As computer systems grow in speed and shrink in size, power consumed within the computer per unit volume (power density) increases drastically. Thus, it becomes evermore important to dissipate the heat generated by components within the computer during their operation to ensure that the components remain within their normal operating temperature ranges to prevent the components from failing immediately or from having too short a lifetime.
In very early desktop personal computers, components were passively cooled by radiation or convection, the surfaces of the components themselves interfacing directly with still or convecting air surrounding the component to transfer heat thereto. Unfortunately, air is not a particularly good conductor of heat. In these early desktop computers, if the heated air had nowhere to go, it clung to the component, acting as a thermal insulator of sorts and increasing operating temperatures. Eventually computers were provided with fans to actively move air over the surfaces of the components, increasing temperature differential between the surfaces of the components and the surrounding air to increase efficiency of heat transfer.
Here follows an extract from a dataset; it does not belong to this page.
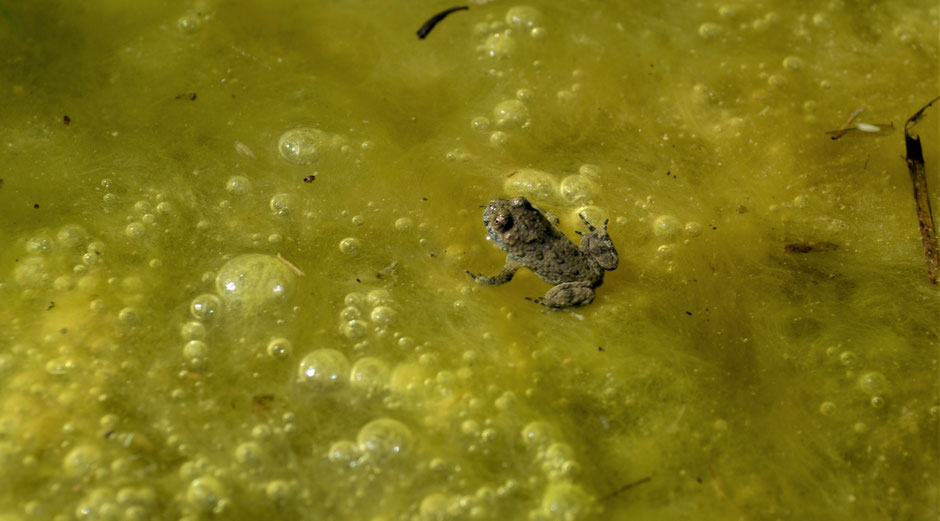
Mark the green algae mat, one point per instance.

The increased temperature differential overcame some of the poor heat conductor qualities of air.
In portable computers (and, in particular, notebook computers), the problem of heat dissipation is even more pronounced, due in principal part to the confines of the size of such computers. Even though such computers make use of low power complementary metal oxide semiconductor ("CMOS") components (to conserve battery power) that dissipate somewhat less heat than higher power components, these CMOS components are nonetheless placed close together, exacerbating the problem of dissipating heat.
Of all components in a portable computer, the microprocessor central processing unit ("CPU") generates the most heat during operation of the computer. This is a result of its role as the electrical center of attention in the computer. Thus, in prior art portable computers, the CPU was placed close to the outer case to allow the outer case to transfer heat from the CPU to the environment outside the computer.
As new generations of microprocessors have arrived, however, this relatively simple scheme has become decidedly inadequate, risking destruction of the CPU by overheating. Due to power, space and circulation limitations inherent in portable computers (as opposed to desktop computers), it is impractical to fan-cool the components.
Some portable computers provide an access door proximate the CPU to allow external access to the CPU by a user or technician for purposes of conveniently testing or upgrading the CPU during the life of the computer. In these computers, the door is typically composed of plastic of same or similar type as the remainder of the outer case. An interior surface of the door is separated a small distance from the component for clearance purposes. Thus, heat transfer takes place from the component, through the air separating the component from the door, through the door and into the environment.
What is needed in the art is a more effective way of cooling the microprocessor or other heat-producing components in a portable computer. It is important that external access to the microprocessor not be compromised.